It seems to me that an int* could address any byte of an
int object (maybe even no byte at all), so long as the platform
knows how to get at the entire int given the int* value.
Converting to a char* must produce a pointer to the [0] element
of a sizeof(int)-byte array that overlays the int object, but
that's no obstacle: conversion need not be a bit-for-bit copy.

Here's a challenge: If an int* does *not* address the first
byte of an int object, can a portable[*] program detect the fact?

Sometimes. If the int* compares equal to 0, then it clearly
does not address the first byte of an int object. The answer
can not be 'always', IMHO, as I can't see any way a portable
program can know if a pointer's been freed or not.

Phil
 
I

Ike Naar

"No, an lvalue, like any expression, has a type."

I thougt that the result yielded by an expression has a type, not the
expression itself, could you give an example of how an expression has
a type?

If pd has type pointer-to-double, then the expression ``*pd''
has type double, even when pd does not point to an object.
 
P

Phil Carmody

Keith Thompson said:
And an address register might very well contain something that looks
like, and can be operated on as, an integer.

A C pointer value, conceptually at least, does not.

I don't see how that addresses my point. A machine's address
register can be used to refer to more than just an atomic
entity at a single address.

Phil
 
K

Keith Thompson

Nicklas Karlsson said:
"I'd say "address" rather than "starting address". In C, an
address is typed. It doesn't point to the beginning of an
object, it points to the object."

int main( void ){ char a[ 9 ]; char * p = a; return !p; }

Above, p »points« to the beginning of the object a.

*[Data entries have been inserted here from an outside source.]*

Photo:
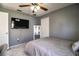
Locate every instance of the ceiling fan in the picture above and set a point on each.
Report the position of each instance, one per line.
(35, 7)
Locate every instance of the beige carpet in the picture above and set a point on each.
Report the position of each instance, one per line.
(16, 51)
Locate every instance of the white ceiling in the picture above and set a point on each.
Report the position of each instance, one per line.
(51, 7)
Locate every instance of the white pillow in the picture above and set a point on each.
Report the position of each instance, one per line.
(75, 46)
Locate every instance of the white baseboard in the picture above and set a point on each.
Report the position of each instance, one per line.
(16, 45)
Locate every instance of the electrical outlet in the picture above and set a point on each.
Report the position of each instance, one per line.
(17, 39)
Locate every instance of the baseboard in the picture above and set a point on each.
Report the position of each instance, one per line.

It points to the first element of the object a. It does so because
the expression ``a'' (of type char[9]) was implicitly converted to
type char*.

Another example:

struct big_struct {
/* a bunch of member declarations */
};
struct big_struct arr[10];
struct big_struct *ptr = arr; /* another implicit conversion */

Now the expression ``ptr'' points to the first element of arr,
which is of type struct big_struct. It doesn't, I would say,
point to *the beginning* of the structure; it points to the entire
structure. On the other hand, ``(char*)ptr'' points to the first
byte of the structure.

On the other hand, it's a bit difficult to say what ``(void*)ptr''
points to.

I'm not claiming that my way of looking at it (pointers point to
entire objects) is right and yours (pointers point to the beginning of
objects) is wrong. I just find my way clearer and more consistent
with C semantics. It more clearly reflects the ways in which C
pointers are not the same as machine-level addresses.

[...]
 
K

Keith Thompson

Phil Carmody said:
I don't see how that addresses my point. A machine's address
register can be used to refer to more than just an atomic
entity at a single address.

I'm not sure exactly what your point is. Can you clarify? C doesn't
describe pointers in terms of the behavior of a machine's address
register.

A machine address register typically contains, say, 32 or 64
bits of data that usually refer to some location in memory.
The meaning of those 32 or 64 (or whatever) bits of data depends
on what instructions are used to manipulate them. (Some machines
don't have address registers; they just store addresses in general
purpose registers.)

A C address / pointer value, on the other hand, has a type associated
with it (though this association probably exists only in the source
code and at compile time).

If you have an array of structures, then a pointer to the entire
array, a pointer to the first element of the array, and a pointer
to the first member of the first element of the array are likely
to have the same representation, but I don't think that implies
that a pointer doesn't (conceptually) point to the entire object.
 
S

Seebs

If you have an array of structures, then a pointer to the entire
array, a pointer to the first element of the array, and a pointer
to the first member of the first element of the array are likely
to have the same representation, but I don't think that implies
that a pointer doesn't (conceptually) point to the entire object.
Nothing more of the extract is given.